> 1) *Calendars are dynamic*.    Special events cannot be avoided:  911 -
financial markets and air flights were cancelled for a while in the US,
country wide protests due to law changes in France right now, etc.  These
are immediate changes to "the calendar".
We need to be able to push calendar definition(s) to Airflow in a file on a
daily basis (or on demand) without restarts to the
Airflow environment (scheduler) and have these take effect when we say so
without impacting DAGs in flight.

Sounds like a fantastic idea for another timetable that reads schedule from
a file placed in the DAGS folder (pointed at by the timetable class. That
would be following the Airflow philosophy and responding to your needs
perfectly.
As usual PRs are most welcome - maybe you would like to contribute one?

> 2) It is not clear why DAG definitions include schedule information ...
> Those are scheduling/calendar concepts completely separate from a DAG,
> which should just stick to describing the data pipeline.

Let me explain. It's clear to me, but maybe not that obvious, so let me
try. Airflow's whole philosophy is different.  In the Airflow world, DAGS,
tasks, schedule, configuration - all come from the same Python file
(usually). One of the reasons is the flexibility it brings.Your proposal
moves DAGs into more of the "declarative" realm, but our DAGs are purely
imperative and (thanks to Python - being Turing-complete). Which has also
the benefit that you can split it if you want (which is impossible to do
when you do it in the other direction.

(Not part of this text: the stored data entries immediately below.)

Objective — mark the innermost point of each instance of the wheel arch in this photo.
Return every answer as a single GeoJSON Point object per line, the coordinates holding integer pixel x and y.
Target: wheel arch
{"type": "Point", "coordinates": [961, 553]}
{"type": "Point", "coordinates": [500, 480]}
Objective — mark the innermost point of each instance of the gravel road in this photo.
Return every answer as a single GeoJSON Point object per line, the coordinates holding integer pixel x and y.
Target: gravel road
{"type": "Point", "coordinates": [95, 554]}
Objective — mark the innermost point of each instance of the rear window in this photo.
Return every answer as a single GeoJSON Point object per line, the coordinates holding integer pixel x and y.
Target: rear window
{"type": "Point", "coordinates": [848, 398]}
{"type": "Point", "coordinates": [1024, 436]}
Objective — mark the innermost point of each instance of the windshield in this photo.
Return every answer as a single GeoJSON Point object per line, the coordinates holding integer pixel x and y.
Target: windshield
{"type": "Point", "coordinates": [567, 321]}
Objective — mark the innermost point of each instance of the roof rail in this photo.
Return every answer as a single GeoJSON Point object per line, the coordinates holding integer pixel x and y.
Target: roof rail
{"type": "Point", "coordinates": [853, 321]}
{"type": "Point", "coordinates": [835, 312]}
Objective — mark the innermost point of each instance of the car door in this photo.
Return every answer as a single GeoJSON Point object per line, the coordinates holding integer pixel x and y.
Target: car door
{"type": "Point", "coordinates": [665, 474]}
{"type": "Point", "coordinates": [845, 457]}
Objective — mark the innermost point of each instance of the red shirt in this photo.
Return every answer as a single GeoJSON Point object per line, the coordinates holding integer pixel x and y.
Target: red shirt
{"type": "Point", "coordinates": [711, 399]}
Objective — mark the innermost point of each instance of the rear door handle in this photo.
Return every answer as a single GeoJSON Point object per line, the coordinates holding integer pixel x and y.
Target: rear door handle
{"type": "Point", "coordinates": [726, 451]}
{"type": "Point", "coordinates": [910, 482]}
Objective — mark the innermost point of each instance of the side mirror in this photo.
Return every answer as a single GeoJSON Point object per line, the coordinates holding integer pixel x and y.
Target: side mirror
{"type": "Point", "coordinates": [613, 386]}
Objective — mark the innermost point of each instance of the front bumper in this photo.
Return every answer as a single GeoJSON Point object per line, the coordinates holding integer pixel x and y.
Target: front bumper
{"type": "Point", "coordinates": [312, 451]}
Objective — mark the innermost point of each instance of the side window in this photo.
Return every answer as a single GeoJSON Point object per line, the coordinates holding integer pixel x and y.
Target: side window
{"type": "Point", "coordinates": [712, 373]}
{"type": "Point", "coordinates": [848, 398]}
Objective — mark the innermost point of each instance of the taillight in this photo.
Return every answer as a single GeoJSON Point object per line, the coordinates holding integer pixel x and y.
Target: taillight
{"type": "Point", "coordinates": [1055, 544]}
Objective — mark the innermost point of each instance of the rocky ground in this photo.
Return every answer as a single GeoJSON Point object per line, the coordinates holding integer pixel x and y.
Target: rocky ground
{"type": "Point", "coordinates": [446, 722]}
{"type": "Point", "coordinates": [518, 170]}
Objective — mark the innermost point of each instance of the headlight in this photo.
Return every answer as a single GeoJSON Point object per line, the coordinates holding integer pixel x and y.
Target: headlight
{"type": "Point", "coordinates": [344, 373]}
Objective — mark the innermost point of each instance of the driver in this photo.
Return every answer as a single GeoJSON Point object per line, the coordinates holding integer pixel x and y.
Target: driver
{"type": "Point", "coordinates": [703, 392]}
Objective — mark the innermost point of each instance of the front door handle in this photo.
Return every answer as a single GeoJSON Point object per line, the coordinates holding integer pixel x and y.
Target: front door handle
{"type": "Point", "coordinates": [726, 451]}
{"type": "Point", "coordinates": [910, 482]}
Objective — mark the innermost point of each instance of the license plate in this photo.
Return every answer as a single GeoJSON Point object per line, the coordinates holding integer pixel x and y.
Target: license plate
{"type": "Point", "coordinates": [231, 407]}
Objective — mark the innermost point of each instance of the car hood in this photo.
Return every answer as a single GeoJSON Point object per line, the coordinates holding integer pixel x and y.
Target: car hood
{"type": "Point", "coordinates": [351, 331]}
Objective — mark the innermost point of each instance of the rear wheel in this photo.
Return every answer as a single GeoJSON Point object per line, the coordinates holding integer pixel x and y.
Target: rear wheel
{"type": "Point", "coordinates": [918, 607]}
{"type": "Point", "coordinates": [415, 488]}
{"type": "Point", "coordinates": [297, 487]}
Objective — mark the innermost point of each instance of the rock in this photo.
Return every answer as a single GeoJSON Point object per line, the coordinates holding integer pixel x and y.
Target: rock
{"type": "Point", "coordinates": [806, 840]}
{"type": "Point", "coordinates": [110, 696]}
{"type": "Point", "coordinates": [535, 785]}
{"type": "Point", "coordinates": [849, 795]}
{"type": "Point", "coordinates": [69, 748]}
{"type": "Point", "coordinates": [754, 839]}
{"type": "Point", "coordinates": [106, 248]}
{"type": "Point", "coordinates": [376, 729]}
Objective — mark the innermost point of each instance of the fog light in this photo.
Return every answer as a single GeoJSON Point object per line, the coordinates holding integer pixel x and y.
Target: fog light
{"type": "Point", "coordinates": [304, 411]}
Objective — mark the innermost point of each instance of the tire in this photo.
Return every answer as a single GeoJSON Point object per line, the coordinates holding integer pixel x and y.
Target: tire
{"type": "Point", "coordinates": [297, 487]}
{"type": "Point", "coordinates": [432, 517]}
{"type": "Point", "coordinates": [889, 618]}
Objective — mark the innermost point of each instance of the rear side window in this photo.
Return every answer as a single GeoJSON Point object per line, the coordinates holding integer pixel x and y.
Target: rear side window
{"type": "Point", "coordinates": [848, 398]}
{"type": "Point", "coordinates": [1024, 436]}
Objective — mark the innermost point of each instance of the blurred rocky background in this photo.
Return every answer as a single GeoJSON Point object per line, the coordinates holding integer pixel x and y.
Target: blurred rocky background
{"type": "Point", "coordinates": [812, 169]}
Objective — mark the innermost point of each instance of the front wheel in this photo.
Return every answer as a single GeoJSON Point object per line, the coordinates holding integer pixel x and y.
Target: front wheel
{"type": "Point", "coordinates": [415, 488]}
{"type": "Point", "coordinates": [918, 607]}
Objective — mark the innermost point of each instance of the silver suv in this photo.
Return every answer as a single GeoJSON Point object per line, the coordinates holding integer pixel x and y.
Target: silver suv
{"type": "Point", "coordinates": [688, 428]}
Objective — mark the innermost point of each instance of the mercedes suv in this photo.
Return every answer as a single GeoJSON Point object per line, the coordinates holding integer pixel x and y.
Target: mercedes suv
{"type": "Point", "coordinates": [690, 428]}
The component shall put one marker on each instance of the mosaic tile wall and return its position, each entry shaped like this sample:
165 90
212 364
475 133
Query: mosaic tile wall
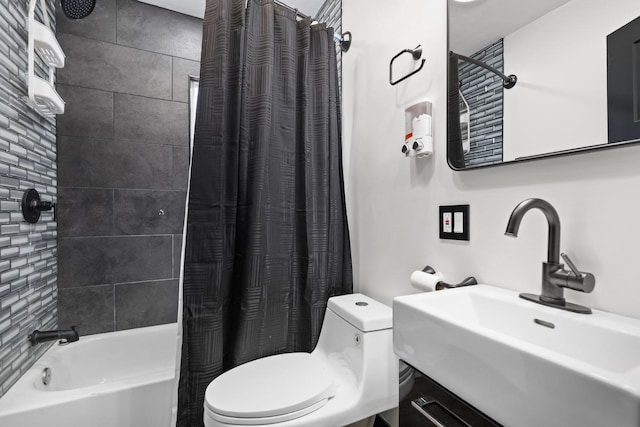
484 93
28 264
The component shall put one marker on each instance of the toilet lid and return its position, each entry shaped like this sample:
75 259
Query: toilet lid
292 383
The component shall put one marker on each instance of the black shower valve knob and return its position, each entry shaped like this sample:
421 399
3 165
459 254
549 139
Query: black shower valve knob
32 206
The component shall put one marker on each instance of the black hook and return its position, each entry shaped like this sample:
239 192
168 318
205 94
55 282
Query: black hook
345 42
416 53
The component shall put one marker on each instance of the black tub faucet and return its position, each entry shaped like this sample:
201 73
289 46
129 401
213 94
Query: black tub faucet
64 335
554 277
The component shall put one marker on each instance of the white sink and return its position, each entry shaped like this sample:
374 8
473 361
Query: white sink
521 363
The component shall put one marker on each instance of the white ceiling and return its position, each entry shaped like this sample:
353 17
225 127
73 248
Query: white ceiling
196 7
477 24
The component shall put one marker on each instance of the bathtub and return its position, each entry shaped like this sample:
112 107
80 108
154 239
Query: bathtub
117 379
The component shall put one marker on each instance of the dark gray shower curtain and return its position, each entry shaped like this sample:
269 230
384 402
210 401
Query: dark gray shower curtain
267 241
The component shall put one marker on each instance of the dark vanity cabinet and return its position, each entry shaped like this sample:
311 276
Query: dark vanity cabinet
429 404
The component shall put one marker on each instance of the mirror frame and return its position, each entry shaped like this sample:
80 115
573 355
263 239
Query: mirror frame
552 154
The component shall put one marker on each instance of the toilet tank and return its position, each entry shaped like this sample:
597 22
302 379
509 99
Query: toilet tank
352 320
356 338
365 313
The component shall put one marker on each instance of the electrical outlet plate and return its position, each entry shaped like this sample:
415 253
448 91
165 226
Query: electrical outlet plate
454 222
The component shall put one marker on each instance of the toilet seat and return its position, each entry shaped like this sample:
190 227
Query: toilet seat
270 390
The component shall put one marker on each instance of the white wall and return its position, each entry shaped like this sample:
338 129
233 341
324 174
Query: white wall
393 201
560 100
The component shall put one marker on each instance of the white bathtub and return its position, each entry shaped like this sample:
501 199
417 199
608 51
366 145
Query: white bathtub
117 379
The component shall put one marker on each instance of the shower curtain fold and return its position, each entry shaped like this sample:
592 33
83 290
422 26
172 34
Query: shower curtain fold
267 240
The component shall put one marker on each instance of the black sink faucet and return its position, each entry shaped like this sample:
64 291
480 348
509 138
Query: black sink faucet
554 277
65 336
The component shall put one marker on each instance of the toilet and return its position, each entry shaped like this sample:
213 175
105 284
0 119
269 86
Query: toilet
351 375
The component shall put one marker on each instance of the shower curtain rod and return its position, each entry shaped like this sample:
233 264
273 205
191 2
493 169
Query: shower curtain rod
508 81
286 6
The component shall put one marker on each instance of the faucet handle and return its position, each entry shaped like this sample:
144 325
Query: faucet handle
571 265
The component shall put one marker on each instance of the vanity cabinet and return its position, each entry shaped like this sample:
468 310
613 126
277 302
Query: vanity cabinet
429 403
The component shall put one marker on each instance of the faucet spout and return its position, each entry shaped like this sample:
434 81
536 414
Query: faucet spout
554 278
65 336
553 248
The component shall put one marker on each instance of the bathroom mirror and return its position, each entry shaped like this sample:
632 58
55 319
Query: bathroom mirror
564 101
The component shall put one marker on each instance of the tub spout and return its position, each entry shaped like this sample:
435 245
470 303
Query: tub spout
65 336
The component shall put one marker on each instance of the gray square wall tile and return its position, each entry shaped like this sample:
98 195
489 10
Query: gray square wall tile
89 309
99 25
151 28
113 164
136 308
84 212
105 66
91 261
153 120
88 112
149 211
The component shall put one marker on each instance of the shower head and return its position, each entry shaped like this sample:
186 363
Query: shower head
77 9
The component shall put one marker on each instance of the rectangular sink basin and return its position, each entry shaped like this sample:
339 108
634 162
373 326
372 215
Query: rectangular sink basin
521 363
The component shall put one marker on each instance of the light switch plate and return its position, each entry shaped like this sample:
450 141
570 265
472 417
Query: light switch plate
454 222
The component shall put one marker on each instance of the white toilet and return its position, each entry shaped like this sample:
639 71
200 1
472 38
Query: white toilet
352 374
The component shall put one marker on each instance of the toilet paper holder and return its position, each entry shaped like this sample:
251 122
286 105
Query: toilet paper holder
443 285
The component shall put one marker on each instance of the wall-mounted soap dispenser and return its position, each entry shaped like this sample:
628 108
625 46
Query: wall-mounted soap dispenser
418 140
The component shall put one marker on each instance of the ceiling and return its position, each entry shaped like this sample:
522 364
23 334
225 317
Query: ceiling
474 25
196 7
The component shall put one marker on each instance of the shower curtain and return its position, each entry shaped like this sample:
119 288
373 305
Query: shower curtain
267 241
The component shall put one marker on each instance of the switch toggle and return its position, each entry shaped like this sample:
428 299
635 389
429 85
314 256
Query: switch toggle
454 222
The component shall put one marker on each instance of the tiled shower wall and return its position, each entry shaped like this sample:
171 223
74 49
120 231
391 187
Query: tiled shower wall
123 163
27 160
484 92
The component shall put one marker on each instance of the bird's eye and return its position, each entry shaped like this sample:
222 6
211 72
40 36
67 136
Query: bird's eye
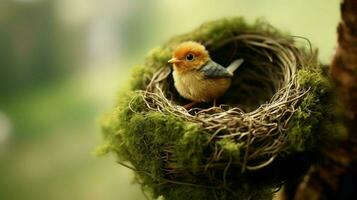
189 57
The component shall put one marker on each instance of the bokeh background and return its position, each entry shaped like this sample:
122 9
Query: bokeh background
62 62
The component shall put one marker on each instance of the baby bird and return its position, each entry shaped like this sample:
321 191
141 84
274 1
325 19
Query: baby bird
197 77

There is nothing wrong if you would
like to separate it now:

from my_schedule import SCHEDULE

with models.DAG(
    DAG_ID,
    schedule="@once",
    start_date=SCHEDULE,
    catchup=False,
    tags=["example", "ads"],
) as dag:
...

And keep your schedule separately.

You can even place it in a separate package and have it dynamically
selected based on env variables, or whatever you want. That gives you a
nice separation of concerns if you think it's worth it. Also, on the other
hand you can recreate a DAG object with different schedules in a loop and
have essentially the same DAGs run on several different schedules if you
want (Python's flexibility and Dynamic DAG generation covers that).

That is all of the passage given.